Le blond hocha la tête en regardant la porte fermée, l'air impressionné. Même si Banner ne s'était pas métamorphosé en une espèce de monstre vert furieux, il avait pu sentir la tension qui émanait de son corps depuis le fond de la classe, là où il était assis avec Clint et Natasha.

« C'est à cause des deux de devant, là » ajouta Clint en pointant du doigt une grande brune athlétique et un lycéen aux cheveux noirs soigneusement enduits de gel. « Loki Laufeyson et Barbara Morse. » déclara-t-il avec une grandiloquence qui n'allait pas avec son air profondément dégoûté. « De vrais vicieux. Si je peux te donner un conseil : tiens-toi éloigné d'eux, ça vaudra mieux. »

« Et… ça arrive souvent ? »

« De quoi ? »

« Ce genre de problèmes. Avec… Banner. »

Clint fit la grimace.

« Euh, ouais. Assez souvent. »

« Et personne ne fait rien ?! » s'insurgea Steve en se redressant brusquement.

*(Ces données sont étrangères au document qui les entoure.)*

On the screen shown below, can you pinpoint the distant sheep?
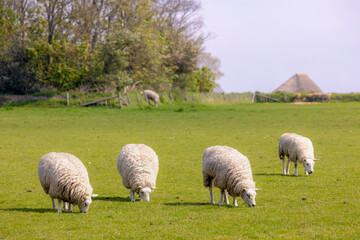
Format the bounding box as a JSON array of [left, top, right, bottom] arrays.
[[202, 146, 259, 207], [144, 90, 160, 106], [117, 144, 159, 202], [38, 152, 97, 213], [278, 133, 319, 176]]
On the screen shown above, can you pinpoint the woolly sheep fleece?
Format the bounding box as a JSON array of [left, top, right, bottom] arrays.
[[38, 152, 93, 213], [202, 146, 258, 207], [278, 133, 318, 176], [144, 90, 160, 106], [117, 144, 159, 202]]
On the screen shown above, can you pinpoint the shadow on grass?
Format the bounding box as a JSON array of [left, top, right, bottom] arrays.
[[164, 202, 216, 206], [0, 208, 57, 213], [254, 173, 296, 177], [92, 197, 130, 202]]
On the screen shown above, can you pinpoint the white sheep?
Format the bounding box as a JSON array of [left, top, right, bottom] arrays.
[[278, 133, 319, 176], [202, 146, 259, 207], [38, 152, 97, 213], [117, 144, 159, 202], [144, 90, 160, 106]]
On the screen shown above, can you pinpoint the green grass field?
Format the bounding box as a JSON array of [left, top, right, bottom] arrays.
[[0, 103, 360, 239]]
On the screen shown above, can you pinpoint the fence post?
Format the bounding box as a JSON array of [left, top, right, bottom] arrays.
[[119, 92, 122, 109], [251, 92, 256, 102], [126, 93, 131, 105], [66, 92, 70, 106], [144, 92, 150, 104], [136, 93, 140, 104]]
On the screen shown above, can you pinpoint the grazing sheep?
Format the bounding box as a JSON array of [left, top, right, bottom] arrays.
[[144, 90, 160, 106], [279, 133, 319, 176], [117, 144, 159, 202], [202, 146, 259, 207], [38, 152, 97, 213]]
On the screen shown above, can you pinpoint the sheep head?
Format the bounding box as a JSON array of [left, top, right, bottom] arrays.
[[79, 196, 92, 213], [303, 159, 319, 174]]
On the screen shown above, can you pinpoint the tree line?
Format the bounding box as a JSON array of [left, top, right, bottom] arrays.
[[0, 0, 222, 94]]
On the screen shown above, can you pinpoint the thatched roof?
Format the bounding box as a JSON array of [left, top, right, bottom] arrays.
[[273, 73, 322, 93]]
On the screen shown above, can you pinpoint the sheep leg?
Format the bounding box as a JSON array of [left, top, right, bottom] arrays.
[[224, 190, 229, 204], [282, 158, 286, 175], [130, 189, 135, 202], [286, 157, 290, 175], [219, 190, 224, 206], [209, 183, 215, 204], [58, 199, 62, 213], [51, 198, 56, 209], [233, 197, 238, 207]]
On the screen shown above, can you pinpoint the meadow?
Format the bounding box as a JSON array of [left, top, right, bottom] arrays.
[[0, 103, 360, 239]]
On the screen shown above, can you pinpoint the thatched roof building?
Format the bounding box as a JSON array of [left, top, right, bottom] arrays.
[[273, 73, 322, 93]]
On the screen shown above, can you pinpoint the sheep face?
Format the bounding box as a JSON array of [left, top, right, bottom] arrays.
[[79, 196, 92, 213], [303, 159, 315, 174], [139, 187, 151, 202], [241, 188, 256, 207]]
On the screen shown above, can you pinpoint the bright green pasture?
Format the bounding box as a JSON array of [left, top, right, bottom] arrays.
[[0, 103, 360, 239]]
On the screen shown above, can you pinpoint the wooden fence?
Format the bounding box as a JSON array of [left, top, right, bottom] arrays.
[[66, 92, 253, 108]]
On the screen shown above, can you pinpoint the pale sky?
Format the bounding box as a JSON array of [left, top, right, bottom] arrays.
[[201, 0, 360, 93]]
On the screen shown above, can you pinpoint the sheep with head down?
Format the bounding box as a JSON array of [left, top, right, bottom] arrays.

« Whoa, du calme ! Je sais que t'es très… défenseur de la veuve et de l'orphelin, tout ça, mais ton code d'honneur s'applique pas ici. Les profs ferment les yeux parce que le papa de Loki est un des donateurs principaux de l'école, et que s'il retirait son argent, le lycée serait en déficit budgétaire jusqu'au cou. Et personne ne veut l'avoir, ni lui, ni Morse, sur le dos. Question de survie lycéenne. »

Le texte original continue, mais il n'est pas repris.